A continuity theorem for families of sheaves on complex surfaces

TL;DR

This paper establishes a continuity theorem for families of rank 2 torsion-free sheaves on complex surfaces, linking semi-stable sheaves to the Donaldson-Uhlenbeck compactification even in non-Kähler settings.

Contribution

It proves a continuity result for families of sheaves on Gauduchon surfaces, extending the understanding of Donaldson-Uhlenbeck compactifications beyond Kähler cases.

Findings

Defines a continuous map from semi-stable sheaf families to the compactification

Handles non-Kähler surfaces where the compactification isn't a complex space

Provides tools for explicit descriptions of moduli space compactifications

Abstract

We prove that any flat family $(\mathcal{ F}_u)_{u\in U}$ of rank 2 torsion-free sheaves on a Gauduchon surface defines a continuous map on the semi-stable locus $U^{\mathrm {ss}}:=\{u\in U \ |\ \mathcal{ F}_u\hbox{ is slope semi-stable}\}$ with values in the Donaldson-Uhlenbeck compactification of the corresponding instanton moduli space.

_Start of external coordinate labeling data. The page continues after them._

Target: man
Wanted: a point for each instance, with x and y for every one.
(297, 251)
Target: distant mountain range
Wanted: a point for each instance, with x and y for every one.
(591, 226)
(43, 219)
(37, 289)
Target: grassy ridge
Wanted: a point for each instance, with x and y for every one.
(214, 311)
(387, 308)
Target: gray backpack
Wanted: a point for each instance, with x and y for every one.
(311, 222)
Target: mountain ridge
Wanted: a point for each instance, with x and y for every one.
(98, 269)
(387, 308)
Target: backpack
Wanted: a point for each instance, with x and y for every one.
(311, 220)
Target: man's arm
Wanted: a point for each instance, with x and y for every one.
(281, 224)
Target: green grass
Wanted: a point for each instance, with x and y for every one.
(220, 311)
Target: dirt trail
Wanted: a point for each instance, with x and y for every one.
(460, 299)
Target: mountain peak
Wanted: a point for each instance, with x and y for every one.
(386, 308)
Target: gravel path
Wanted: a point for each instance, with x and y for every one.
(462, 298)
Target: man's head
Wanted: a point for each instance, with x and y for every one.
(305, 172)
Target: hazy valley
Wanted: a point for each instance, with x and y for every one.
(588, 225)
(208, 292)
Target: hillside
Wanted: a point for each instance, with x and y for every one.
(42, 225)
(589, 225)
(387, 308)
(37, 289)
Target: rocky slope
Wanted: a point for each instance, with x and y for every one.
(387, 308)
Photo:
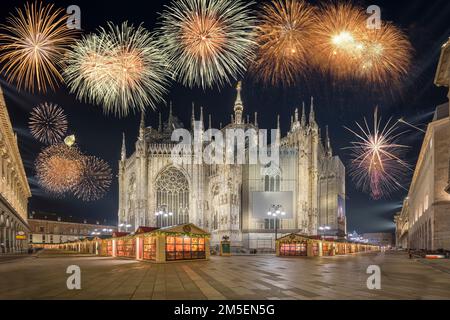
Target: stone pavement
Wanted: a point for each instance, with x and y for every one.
(237, 277)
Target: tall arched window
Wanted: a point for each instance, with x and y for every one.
(172, 196)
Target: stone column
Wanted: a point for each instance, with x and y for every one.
(7, 241)
(2, 239)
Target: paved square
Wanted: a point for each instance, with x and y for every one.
(237, 277)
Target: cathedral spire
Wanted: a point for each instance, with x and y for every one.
(201, 118)
(123, 154)
(312, 116)
(142, 127)
(160, 123)
(303, 119)
(238, 106)
(278, 137)
(170, 121)
(329, 151)
(193, 116)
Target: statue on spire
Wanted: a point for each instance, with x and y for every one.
(123, 154)
(238, 106)
(142, 127)
(193, 116)
(303, 119)
(312, 116)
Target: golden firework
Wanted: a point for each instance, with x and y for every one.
(59, 168)
(348, 49)
(284, 38)
(95, 179)
(336, 38)
(120, 68)
(386, 54)
(32, 44)
(377, 166)
(48, 123)
(210, 42)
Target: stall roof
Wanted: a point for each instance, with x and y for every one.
(295, 236)
(182, 228)
(142, 229)
(118, 234)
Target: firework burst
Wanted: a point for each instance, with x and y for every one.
(376, 165)
(336, 35)
(210, 42)
(347, 49)
(48, 123)
(32, 44)
(386, 54)
(59, 168)
(120, 68)
(284, 39)
(95, 179)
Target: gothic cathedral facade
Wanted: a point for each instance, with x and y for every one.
(220, 198)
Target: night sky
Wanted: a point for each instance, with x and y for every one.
(336, 105)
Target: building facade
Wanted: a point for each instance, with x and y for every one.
(401, 221)
(382, 239)
(14, 188)
(426, 209)
(229, 199)
(52, 229)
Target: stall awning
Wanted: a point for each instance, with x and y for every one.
(120, 234)
(142, 229)
(182, 229)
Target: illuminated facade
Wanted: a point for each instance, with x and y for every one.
(52, 229)
(428, 203)
(14, 188)
(220, 198)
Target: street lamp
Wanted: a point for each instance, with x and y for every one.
(163, 212)
(324, 229)
(276, 211)
(124, 225)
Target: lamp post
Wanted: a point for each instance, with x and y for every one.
(126, 225)
(184, 215)
(276, 211)
(324, 229)
(164, 214)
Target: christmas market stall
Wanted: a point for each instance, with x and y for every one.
(125, 246)
(292, 245)
(301, 245)
(328, 248)
(176, 243)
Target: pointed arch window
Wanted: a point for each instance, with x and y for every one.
(172, 193)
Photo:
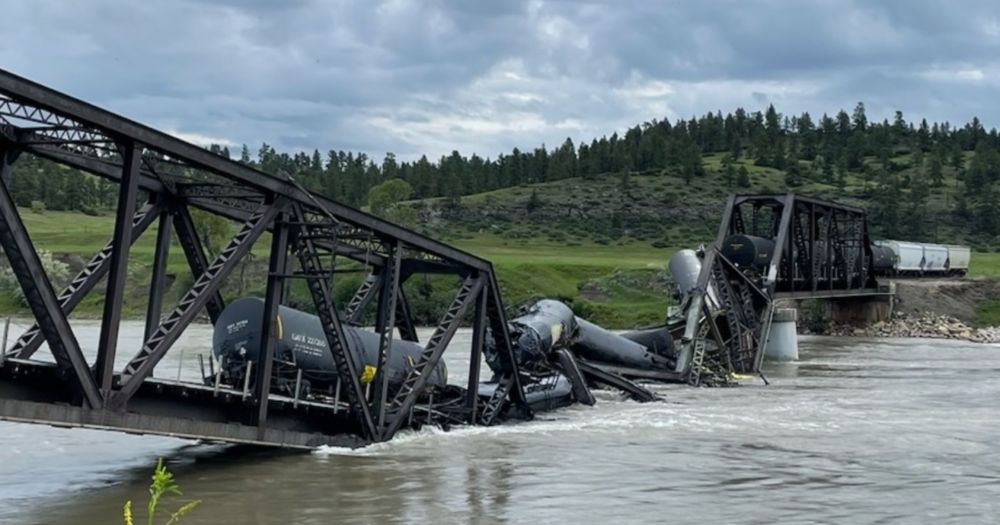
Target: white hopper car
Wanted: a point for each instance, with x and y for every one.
(914, 258)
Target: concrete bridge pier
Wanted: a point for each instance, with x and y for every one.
(862, 311)
(783, 340)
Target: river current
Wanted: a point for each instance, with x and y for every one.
(857, 431)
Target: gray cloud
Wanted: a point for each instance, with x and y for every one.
(426, 76)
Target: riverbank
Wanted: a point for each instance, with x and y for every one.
(925, 326)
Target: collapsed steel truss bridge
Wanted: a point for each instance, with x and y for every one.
(161, 179)
(821, 250)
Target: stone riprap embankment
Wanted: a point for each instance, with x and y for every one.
(931, 326)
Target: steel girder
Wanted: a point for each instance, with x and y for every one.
(202, 291)
(180, 177)
(84, 282)
(27, 100)
(40, 296)
(277, 269)
(415, 381)
(118, 269)
(385, 325)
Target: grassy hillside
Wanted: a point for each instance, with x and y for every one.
(601, 244)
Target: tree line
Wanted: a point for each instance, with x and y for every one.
(887, 155)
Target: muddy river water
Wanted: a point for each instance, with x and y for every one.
(857, 431)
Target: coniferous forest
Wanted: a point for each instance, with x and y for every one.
(888, 156)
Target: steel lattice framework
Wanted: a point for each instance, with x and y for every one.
(161, 179)
(821, 250)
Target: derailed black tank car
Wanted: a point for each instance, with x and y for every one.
(748, 251)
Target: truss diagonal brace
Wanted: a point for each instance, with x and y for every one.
(347, 370)
(204, 288)
(385, 325)
(416, 379)
(363, 297)
(84, 282)
(194, 252)
(38, 292)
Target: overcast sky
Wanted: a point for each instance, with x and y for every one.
(417, 77)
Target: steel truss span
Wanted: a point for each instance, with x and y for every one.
(162, 179)
(769, 247)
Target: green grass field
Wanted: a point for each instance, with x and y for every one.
(615, 278)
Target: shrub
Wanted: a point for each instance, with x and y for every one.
(163, 484)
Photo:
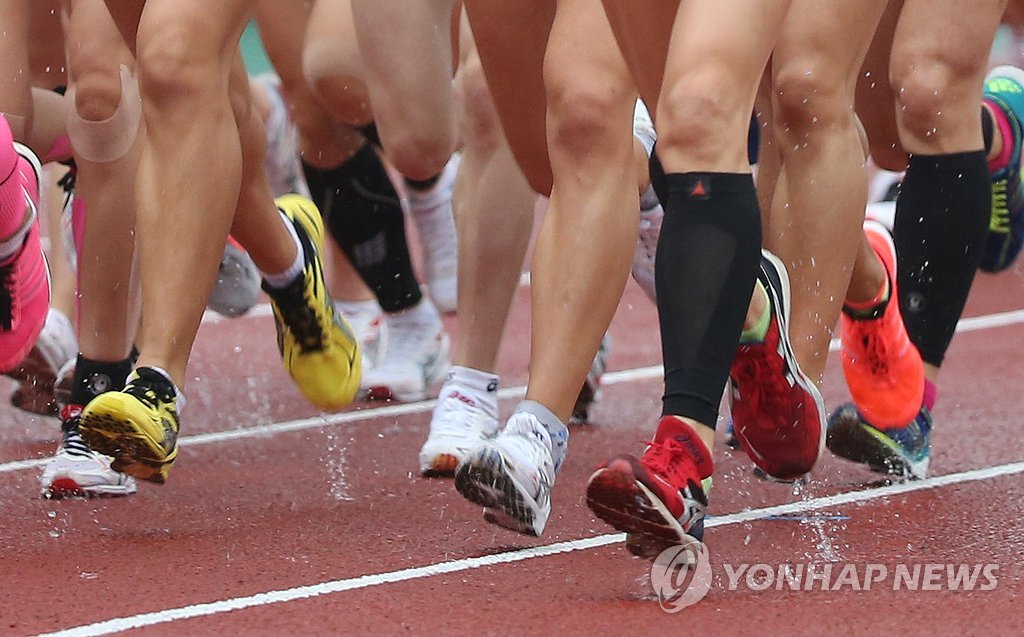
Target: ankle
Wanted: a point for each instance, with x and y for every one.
(871, 307)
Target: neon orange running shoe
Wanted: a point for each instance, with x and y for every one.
(883, 368)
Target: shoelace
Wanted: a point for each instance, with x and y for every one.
(299, 313)
(153, 393)
(760, 374)
(877, 346)
(999, 221)
(6, 297)
(670, 459)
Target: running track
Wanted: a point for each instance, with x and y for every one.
(281, 520)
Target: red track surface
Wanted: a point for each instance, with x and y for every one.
(334, 502)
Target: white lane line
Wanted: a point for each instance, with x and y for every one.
(973, 324)
(304, 592)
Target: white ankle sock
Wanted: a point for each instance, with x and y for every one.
(282, 280)
(423, 312)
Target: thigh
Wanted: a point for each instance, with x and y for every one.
(511, 39)
(939, 59)
(283, 29)
(331, 47)
(643, 29)
(876, 101)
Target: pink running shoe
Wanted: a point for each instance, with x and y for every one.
(25, 279)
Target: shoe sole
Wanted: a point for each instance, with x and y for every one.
(485, 480)
(799, 377)
(626, 504)
(848, 438)
(133, 451)
(62, 489)
(442, 465)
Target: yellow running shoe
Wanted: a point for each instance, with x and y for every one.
(317, 345)
(137, 426)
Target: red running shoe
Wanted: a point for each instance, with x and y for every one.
(659, 499)
(777, 412)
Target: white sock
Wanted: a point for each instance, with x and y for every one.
(357, 307)
(423, 312)
(282, 280)
(426, 201)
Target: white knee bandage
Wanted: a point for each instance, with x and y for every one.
(109, 139)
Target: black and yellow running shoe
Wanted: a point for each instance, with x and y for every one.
(137, 426)
(317, 345)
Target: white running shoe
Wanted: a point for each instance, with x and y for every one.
(238, 285)
(415, 354)
(459, 425)
(77, 471)
(367, 320)
(643, 255)
(511, 475)
(431, 211)
(37, 373)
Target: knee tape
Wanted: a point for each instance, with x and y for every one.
(109, 139)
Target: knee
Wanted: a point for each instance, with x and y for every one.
(586, 119)
(333, 83)
(176, 62)
(418, 155)
(96, 80)
(97, 92)
(923, 89)
(808, 98)
(696, 114)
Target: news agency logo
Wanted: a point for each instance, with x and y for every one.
(681, 577)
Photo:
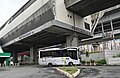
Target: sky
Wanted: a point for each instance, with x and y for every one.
(9, 8)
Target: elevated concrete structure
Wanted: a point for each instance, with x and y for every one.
(42, 23)
(87, 7)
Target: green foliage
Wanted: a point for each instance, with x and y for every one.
(102, 61)
(115, 56)
(83, 61)
(87, 54)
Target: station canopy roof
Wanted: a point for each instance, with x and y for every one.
(5, 54)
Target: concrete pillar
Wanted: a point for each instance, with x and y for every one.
(33, 54)
(15, 57)
(72, 41)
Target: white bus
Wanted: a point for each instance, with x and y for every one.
(58, 56)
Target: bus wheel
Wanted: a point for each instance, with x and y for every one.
(50, 64)
(70, 63)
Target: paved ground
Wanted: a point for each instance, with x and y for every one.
(99, 72)
(47, 72)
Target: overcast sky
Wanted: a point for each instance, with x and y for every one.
(8, 8)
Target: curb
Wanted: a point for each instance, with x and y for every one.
(67, 74)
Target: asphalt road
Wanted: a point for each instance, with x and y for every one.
(48, 72)
(30, 72)
(99, 72)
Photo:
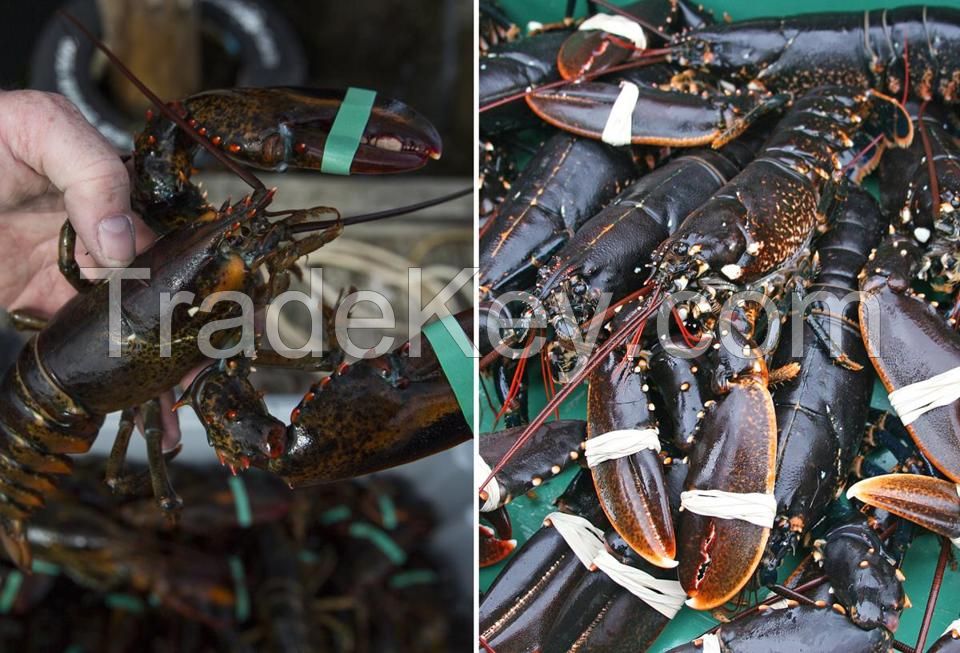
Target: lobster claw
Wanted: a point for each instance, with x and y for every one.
(909, 344)
(374, 414)
(737, 454)
(620, 115)
(234, 415)
(631, 488)
(343, 132)
(591, 51)
(931, 502)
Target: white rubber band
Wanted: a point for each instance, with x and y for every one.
(953, 626)
(494, 495)
(619, 128)
(619, 26)
(664, 596)
(912, 401)
(583, 538)
(620, 444)
(711, 643)
(753, 507)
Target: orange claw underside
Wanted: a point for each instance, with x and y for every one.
(719, 556)
(930, 502)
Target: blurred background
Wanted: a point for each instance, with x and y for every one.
(419, 52)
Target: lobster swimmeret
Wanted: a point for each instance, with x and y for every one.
(55, 398)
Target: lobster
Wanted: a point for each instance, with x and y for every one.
(819, 432)
(549, 598)
(754, 225)
(55, 398)
(854, 606)
(893, 316)
(552, 198)
(909, 50)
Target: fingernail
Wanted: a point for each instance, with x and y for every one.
(115, 236)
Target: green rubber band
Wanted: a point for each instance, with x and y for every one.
(309, 557)
(241, 501)
(404, 579)
(346, 131)
(44, 567)
(387, 546)
(242, 608)
(127, 602)
(388, 511)
(335, 515)
(454, 352)
(11, 588)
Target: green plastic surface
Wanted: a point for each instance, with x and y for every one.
(527, 512)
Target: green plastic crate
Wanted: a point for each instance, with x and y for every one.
(527, 512)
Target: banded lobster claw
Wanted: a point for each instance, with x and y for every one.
(914, 352)
(733, 464)
(409, 410)
(629, 482)
(931, 502)
(280, 127)
(625, 114)
(605, 40)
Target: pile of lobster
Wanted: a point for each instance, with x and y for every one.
(103, 353)
(730, 308)
(251, 567)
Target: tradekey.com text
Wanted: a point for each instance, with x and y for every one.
(519, 324)
(231, 323)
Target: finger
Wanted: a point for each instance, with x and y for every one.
(47, 133)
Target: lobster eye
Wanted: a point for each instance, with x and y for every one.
(274, 149)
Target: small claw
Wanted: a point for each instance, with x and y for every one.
(493, 549)
(931, 502)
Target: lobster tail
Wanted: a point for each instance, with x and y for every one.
(39, 424)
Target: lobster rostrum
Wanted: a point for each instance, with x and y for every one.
(56, 396)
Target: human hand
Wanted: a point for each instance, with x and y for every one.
(53, 166)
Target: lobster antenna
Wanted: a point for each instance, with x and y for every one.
(615, 340)
(381, 215)
(163, 108)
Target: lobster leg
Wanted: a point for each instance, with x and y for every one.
(67, 259)
(26, 321)
(114, 476)
(163, 490)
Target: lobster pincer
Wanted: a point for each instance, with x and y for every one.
(410, 412)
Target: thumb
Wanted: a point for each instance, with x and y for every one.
(57, 142)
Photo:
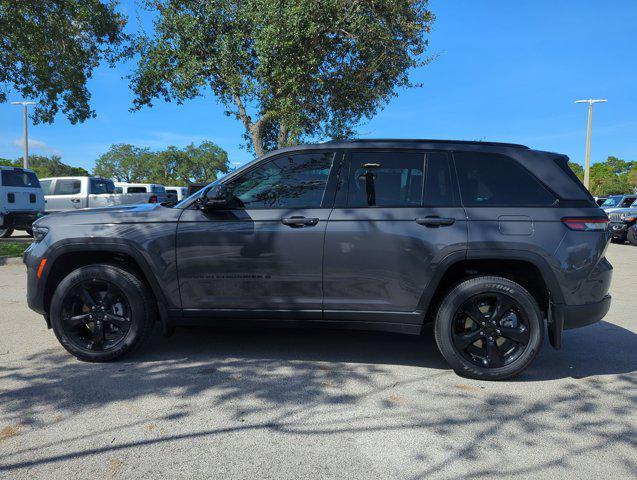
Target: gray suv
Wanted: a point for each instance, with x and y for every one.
(489, 241)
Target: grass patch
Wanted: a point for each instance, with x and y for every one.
(13, 249)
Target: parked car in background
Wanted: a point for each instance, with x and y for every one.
(631, 235)
(621, 219)
(618, 201)
(176, 194)
(195, 187)
(142, 192)
(74, 193)
(21, 200)
(493, 243)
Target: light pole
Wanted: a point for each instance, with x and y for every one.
(587, 168)
(26, 134)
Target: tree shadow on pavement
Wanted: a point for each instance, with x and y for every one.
(318, 383)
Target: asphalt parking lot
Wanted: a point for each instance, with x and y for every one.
(314, 404)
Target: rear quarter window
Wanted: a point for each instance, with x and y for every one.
(100, 187)
(19, 178)
(488, 179)
(67, 187)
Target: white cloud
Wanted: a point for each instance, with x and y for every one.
(35, 144)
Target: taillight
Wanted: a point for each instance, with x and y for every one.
(586, 224)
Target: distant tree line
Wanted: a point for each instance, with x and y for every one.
(610, 177)
(127, 163)
(47, 166)
(172, 166)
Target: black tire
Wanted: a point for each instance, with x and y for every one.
(524, 309)
(140, 303)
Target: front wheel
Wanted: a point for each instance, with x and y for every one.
(101, 312)
(489, 328)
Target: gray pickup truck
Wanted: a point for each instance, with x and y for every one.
(73, 193)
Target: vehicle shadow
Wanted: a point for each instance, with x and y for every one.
(317, 382)
(600, 349)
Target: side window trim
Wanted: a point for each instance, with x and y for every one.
(453, 180)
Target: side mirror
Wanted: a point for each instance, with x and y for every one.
(215, 198)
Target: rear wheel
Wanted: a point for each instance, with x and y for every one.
(101, 312)
(489, 328)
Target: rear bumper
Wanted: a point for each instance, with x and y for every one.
(566, 317)
(618, 230)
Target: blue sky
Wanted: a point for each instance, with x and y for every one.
(505, 71)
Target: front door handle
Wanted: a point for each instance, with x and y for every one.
(435, 221)
(297, 222)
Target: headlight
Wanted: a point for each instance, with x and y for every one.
(39, 233)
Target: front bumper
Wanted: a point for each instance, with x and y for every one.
(19, 219)
(35, 286)
(566, 317)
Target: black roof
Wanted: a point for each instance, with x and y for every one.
(434, 141)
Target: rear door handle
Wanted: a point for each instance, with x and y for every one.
(435, 221)
(297, 222)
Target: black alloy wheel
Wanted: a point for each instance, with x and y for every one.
(96, 315)
(101, 312)
(490, 330)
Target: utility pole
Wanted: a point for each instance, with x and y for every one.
(587, 168)
(26, 134)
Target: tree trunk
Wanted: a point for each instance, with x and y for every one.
(257, 141)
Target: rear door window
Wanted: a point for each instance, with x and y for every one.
(19, 178)
(290, 181)
(488, 179)
(379, 179)
(100, 187)
(46, 186)
(67, 187)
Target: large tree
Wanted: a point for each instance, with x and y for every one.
(287, 69)
(49, 49)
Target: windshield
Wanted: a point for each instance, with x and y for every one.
(186, 201)
(612, 201)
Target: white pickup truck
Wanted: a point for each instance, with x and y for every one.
(21, 199)
(71, 193)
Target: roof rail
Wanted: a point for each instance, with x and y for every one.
(421, 140)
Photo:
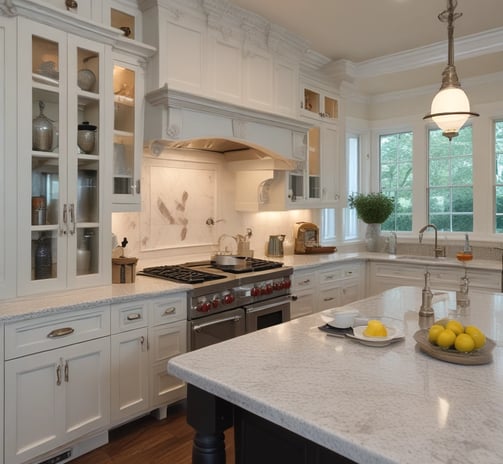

In the general (possibly non-K\"ahlerian) case, the Donaldson-Uhlenbeck compactification is not a complex space, and the set $U^{\mathrm {ss}}$ can be a complicated subset of the base space $U$ that is neither open or closed in the classical topology, nor locally closed in the Zariski topology. This result provides an efficient tool for the explicit description of Donaldson-Uhlenbeck compactifications on arbitrary Gauduchon surfaces.